🤖 AI Summary
To address data sparsity and cold-start challenges in cross-domain click-through rate (CTR) prediction for online advertising—particularly under real-world industrial conditions involving distribution shift and continual arrival of new data—this paper proposes GIST. Methodologically, GIST (1) decouples source- and target-domain training and introduces a Content-Behavior Joint Training (CBJT) module to align multimodal distributions; (2) designs an Asymmetric Similarity Integration (ASI) strategy enhanced by guided information to ensure stable representation learning and continual adaptation; and (3) establishes a cross-domain sequential knowledge distillation framework. Extensive offline evaluations and online A/B tests on the Xiaohongshu platform demonstrate that GIST significantly outperforms existing state-of-the-art methods. Deployed in a production advertising system serving hundreds of millions of users daily, GIST improves both CTR prediction accuracy and key business metrics.
📝 Abstract
Cross-domain Click-Through Rate prediction aims to tackle the data sparsity and the cold start problems in online advertising systems by transferring knowledge from source domains to a target domain. Most existing methods rely on overlapping users to facilitate this transfer, often focusing on joint training or pre-training with fine-tuning approach to connect the source and target domains. However, in real-world industrial settings, joint training struggles to learn optimal representations with different distributions, and pre-training with fine-tuning is not well-suited for continuously integrating new data. To address these issues, we propose GIST, a cross-domain lifelong sequence model that decouples the training processes of the source and target domains. Unlike previous methods that search lifelong sequences in the source domains using only content or behavior signals or their simple combinations, we innovatively introduce a Content-Behavior Joint Training Module (CBJT), which aligns content-behavior distributions and combines them with guided information to facilitate a more stable representation.

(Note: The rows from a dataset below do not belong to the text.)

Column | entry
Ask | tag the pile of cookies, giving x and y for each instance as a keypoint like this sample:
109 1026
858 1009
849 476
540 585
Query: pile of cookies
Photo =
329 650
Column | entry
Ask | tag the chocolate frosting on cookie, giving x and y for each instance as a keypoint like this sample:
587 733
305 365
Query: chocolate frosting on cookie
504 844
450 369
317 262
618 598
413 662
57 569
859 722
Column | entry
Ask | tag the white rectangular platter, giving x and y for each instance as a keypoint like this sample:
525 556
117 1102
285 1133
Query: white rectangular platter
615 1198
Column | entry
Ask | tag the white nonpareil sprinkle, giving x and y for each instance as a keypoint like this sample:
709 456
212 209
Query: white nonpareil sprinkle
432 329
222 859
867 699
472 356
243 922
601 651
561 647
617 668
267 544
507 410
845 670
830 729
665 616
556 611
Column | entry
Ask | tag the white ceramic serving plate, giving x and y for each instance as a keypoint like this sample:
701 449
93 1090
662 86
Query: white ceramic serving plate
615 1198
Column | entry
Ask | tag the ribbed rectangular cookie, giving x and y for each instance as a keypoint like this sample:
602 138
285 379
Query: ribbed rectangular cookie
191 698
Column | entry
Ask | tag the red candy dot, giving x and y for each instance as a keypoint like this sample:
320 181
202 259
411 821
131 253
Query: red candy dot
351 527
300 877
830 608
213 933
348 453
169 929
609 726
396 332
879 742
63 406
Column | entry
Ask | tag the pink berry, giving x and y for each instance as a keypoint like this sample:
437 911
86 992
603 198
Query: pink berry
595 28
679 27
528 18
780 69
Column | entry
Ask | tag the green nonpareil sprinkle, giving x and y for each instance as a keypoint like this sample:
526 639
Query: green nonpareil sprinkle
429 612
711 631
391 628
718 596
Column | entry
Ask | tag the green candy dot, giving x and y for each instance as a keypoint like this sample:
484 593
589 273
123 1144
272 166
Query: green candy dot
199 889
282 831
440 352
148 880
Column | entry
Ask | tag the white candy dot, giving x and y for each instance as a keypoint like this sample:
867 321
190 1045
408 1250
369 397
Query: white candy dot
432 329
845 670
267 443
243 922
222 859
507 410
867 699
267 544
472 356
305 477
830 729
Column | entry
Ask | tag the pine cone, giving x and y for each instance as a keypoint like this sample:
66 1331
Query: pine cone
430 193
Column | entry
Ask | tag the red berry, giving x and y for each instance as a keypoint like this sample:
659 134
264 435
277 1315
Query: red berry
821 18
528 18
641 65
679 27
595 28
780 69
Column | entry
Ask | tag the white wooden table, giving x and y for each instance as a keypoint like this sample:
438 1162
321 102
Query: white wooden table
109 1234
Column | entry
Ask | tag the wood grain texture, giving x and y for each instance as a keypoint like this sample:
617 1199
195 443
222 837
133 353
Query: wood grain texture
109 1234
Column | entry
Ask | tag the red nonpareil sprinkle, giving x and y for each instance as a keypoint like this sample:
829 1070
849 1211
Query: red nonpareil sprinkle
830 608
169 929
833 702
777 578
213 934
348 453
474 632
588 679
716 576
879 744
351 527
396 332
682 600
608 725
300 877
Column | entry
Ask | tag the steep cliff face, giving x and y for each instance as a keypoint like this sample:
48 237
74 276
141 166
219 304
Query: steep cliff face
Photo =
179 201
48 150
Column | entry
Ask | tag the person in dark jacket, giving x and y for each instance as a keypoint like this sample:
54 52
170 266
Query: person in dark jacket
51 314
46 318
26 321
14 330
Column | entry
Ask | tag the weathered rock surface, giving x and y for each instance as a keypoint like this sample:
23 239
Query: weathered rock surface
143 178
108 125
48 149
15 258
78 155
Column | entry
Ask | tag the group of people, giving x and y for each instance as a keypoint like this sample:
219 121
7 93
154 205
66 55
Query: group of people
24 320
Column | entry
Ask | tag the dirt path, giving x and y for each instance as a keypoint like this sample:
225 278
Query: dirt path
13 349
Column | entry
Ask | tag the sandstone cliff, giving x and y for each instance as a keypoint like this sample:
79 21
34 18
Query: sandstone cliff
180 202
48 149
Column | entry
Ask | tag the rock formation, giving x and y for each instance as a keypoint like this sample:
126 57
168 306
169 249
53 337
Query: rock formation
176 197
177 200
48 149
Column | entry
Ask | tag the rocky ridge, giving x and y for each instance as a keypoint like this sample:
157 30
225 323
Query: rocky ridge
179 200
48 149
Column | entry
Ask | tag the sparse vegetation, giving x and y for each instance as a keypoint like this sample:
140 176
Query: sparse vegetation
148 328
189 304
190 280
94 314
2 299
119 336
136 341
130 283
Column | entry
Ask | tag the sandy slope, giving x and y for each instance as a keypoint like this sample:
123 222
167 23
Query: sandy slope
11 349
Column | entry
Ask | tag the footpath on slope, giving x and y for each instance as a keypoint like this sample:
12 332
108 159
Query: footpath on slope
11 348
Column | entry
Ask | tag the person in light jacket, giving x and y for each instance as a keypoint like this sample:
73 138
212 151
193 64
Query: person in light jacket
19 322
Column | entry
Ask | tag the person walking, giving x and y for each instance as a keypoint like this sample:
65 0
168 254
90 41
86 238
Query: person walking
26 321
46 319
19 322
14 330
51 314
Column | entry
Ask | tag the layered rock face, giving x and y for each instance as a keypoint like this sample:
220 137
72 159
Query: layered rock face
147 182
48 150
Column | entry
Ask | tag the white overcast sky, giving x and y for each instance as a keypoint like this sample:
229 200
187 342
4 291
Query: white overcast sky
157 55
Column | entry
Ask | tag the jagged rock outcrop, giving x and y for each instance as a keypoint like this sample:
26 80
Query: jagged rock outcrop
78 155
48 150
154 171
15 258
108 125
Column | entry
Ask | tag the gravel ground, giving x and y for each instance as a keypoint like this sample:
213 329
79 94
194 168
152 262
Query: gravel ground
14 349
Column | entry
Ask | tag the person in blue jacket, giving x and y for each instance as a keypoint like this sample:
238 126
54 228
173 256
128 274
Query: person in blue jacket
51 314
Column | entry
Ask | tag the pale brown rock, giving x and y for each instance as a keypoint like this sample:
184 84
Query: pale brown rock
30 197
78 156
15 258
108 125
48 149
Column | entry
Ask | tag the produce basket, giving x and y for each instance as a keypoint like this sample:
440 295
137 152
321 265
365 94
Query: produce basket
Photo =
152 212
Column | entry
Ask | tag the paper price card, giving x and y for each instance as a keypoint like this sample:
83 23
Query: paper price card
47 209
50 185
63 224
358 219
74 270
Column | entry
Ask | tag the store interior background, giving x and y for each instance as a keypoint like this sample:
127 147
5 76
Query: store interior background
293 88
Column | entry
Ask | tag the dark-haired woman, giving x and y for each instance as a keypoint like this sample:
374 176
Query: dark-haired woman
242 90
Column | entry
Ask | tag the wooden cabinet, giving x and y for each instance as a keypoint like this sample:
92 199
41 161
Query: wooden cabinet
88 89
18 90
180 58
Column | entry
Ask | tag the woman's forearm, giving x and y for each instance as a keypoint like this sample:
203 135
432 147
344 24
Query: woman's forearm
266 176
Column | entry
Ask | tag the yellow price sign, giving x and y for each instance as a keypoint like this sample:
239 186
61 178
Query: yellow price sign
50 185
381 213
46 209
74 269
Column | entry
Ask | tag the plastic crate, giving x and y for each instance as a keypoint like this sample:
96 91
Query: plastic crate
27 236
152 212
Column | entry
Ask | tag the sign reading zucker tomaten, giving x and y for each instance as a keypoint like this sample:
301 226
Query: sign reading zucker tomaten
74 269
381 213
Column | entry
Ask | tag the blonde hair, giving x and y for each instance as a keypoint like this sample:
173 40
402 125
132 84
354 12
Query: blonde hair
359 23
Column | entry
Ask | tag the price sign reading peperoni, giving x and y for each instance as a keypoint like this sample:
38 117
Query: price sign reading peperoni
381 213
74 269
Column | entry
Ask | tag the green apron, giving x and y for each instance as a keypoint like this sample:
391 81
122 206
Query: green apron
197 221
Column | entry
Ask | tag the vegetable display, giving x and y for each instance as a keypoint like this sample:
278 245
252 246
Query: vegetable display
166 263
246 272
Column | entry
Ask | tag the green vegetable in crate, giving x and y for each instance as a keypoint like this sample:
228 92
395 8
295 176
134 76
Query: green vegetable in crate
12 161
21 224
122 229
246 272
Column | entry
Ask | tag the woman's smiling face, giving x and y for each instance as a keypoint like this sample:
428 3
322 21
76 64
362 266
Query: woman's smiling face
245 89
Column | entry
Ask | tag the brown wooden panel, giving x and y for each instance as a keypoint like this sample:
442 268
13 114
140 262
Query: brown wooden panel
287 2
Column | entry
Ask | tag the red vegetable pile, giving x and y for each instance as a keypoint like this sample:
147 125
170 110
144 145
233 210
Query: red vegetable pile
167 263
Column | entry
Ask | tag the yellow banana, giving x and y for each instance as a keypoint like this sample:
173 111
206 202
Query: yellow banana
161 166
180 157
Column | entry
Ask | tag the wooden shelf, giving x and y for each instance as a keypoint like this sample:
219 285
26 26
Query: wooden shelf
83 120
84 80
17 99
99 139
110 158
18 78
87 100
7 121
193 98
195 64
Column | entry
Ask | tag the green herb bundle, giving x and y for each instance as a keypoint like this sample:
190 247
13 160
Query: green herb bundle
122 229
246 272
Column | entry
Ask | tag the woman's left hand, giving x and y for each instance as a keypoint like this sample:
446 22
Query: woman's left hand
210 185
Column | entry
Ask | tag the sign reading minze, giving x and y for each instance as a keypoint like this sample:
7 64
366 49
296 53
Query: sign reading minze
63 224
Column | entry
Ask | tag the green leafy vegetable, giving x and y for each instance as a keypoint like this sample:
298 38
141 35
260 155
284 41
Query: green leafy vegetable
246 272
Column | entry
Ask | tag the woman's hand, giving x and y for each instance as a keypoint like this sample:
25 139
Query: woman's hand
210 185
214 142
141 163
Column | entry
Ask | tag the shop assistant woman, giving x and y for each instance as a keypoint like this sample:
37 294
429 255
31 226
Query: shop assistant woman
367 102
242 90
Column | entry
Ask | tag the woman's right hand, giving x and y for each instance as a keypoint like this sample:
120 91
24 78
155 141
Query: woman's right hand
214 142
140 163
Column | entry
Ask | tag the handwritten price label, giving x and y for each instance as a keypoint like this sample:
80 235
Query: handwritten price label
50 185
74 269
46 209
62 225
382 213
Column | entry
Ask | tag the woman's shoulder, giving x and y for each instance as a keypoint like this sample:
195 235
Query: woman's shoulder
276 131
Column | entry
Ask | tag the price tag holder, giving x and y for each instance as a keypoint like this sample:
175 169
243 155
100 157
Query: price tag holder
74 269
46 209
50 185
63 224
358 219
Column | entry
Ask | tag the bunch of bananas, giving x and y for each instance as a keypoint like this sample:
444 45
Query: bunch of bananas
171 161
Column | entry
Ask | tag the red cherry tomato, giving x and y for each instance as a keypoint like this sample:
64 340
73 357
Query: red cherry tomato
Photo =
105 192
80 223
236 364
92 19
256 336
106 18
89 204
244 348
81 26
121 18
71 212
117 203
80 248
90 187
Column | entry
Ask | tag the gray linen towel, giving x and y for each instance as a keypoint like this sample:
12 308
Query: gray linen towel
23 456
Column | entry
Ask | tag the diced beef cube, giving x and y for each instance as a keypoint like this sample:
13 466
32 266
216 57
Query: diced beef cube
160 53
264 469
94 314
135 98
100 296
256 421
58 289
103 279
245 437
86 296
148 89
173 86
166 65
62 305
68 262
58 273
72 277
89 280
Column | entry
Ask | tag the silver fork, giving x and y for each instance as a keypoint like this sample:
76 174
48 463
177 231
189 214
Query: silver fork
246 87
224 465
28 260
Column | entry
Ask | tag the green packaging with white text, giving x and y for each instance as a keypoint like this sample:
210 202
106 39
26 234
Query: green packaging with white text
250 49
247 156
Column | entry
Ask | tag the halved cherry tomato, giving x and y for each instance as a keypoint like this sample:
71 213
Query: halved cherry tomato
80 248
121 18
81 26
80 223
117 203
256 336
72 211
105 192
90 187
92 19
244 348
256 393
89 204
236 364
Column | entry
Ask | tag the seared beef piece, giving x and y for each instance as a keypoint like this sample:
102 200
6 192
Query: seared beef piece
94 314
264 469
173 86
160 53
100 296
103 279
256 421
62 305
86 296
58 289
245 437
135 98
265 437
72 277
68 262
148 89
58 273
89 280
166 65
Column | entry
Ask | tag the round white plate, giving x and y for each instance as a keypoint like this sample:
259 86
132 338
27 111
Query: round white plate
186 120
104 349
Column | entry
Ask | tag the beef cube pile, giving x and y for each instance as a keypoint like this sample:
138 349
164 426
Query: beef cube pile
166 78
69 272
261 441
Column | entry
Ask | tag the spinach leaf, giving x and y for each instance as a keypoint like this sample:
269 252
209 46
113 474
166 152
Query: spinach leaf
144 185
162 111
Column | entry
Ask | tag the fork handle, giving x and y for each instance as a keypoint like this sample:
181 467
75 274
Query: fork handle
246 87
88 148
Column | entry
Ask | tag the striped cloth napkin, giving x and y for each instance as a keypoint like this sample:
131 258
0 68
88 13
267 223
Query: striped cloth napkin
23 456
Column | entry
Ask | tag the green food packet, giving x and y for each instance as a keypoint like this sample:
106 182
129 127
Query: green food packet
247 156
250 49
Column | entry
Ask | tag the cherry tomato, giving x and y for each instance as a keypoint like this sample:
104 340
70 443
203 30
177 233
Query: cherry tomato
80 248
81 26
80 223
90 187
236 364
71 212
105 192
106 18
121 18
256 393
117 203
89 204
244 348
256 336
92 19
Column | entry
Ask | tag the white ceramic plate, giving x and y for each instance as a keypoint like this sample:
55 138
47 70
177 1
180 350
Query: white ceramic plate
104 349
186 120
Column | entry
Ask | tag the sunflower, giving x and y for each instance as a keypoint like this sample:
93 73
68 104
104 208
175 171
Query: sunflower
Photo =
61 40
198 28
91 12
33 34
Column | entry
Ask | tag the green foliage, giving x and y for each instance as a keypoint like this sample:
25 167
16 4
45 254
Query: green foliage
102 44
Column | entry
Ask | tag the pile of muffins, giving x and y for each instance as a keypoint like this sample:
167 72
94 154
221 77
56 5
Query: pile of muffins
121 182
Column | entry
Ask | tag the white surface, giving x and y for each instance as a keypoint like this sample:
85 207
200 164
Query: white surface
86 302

Furthermore, we develop an Asymmetric Similarity Integration strategy (ASI) to augment knowledge transfer through similarity computation. Extensive experiments demonstrate the effectiveness of GIST, surpassing SOTA methods on offline evaluations and an online A/B test. Deployed on the Xiaohongshu (RedNote) platform, GIST effectively enhances online ads system performance at scale, serving hundreds of millions of daily active users.